If you look back to just a few years ago, the idea of a female fighter talking about headlining shows and winning world titles would have seemed almost beyond belief. But women’s boxing has grown to the point where they are amongst some of the biggest names in boxing, and the majority of fight fans enjoy male and female fights equally. I asked Katie why she thought this was, and where she saw women’s boxing going over the next few years.

‘Over the last 18 months, women’s boxing has just gone mad hasn’t it! Every women’s fight is genuinely exciting, and I know people want 3 minute rounds and I have mixed opinions, but I know that because we only get two minutes we don’t have time for inaction. Every round is explosive from start to finish, and every female comes to fight.

‘I just see it getting bigger and bigger to be honest. What’s so lovely to see is the massive increase in young girls getting into the sport, and feeling like they can get into the sport because they now have role models. There’s so much talent coming through and they all want to fight; we all just want to prove what we can do.
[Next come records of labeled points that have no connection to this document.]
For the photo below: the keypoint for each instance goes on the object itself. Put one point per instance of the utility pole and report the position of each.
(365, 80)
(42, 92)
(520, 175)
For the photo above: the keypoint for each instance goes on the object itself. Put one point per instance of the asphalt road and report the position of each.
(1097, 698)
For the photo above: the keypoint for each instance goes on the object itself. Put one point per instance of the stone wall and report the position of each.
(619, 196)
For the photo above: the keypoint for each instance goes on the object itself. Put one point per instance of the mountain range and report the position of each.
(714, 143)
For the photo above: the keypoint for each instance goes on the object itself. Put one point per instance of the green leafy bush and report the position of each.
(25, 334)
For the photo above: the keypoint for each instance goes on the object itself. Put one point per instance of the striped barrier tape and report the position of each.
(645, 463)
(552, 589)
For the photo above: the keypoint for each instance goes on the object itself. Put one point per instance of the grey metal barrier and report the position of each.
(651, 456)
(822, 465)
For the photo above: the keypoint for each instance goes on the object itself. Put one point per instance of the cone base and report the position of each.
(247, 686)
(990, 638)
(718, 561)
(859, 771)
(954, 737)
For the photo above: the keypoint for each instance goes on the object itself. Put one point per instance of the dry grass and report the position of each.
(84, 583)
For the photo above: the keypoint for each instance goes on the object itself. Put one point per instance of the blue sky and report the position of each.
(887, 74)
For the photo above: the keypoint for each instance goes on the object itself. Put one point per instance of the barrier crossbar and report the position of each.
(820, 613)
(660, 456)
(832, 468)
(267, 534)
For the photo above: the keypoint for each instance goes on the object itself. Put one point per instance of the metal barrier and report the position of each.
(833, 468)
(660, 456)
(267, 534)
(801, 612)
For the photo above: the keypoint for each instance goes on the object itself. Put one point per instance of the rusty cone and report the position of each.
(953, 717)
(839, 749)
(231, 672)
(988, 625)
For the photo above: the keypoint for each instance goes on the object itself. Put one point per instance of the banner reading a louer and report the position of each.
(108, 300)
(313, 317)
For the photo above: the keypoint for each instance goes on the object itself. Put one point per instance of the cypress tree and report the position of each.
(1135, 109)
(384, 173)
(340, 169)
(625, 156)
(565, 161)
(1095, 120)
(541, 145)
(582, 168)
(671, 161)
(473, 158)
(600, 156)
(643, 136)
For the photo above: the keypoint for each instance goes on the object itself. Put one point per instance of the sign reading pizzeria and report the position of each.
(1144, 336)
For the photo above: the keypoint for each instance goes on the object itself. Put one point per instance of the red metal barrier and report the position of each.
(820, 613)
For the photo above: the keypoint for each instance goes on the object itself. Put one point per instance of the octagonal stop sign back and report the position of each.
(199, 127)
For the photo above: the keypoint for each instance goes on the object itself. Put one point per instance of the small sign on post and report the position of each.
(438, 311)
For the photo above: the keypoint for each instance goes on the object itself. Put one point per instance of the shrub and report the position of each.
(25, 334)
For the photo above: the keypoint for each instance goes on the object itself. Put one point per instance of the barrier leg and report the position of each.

‘Women’s boxing is the biggest it has ever been at the moment, and I feel like I joined at the perfect time. People like Katie Taylor and Nicola Adams have really made it mainstream and there are so many young girls at my gym, which is so encouraging to see. I had a few t-shirts made for my last fight, and seeing them wearing them made me feel really proud, like I’m almost a role model for these girls. It’s always been a male dominated sport but hopefully now it’s easier for these girls to visualise themselves being successful.’

As a former kickboxing star, I was interested to find out whether Katie would ever consider following in the footsteps of fighters like Claressa Shields or James Toney, and cross over into MMA.

‘No, I don’t think I’d ever consider MMA. I am so bad at fighting on the ground! I’ve tried to give it a go in training, but it has just never been for me. I enjoy watching it, but my strength is my height and my striking so I wouldn’t stand a chance on the floor. I’d never say never but at the moment I can’t see that being for me.’

With MMA and everything else put firmly on the backburner, it’s clear that Katie’s ambitions lay strictly within boxing, and being successful in the sport. Like all fighters, Katie will leave behind a legacy after retirement, and I ended the interview by asking Katie what she wanted that legacy to be, and how she would like to be remembered.

‘I just want to make an impact in a way people remember. I’d love to be remembered in a positive way; I haven’t found my exact niche yet, but I want to leave my mark and in a few fights time, I’m hoping I will have done enough to make a difference.’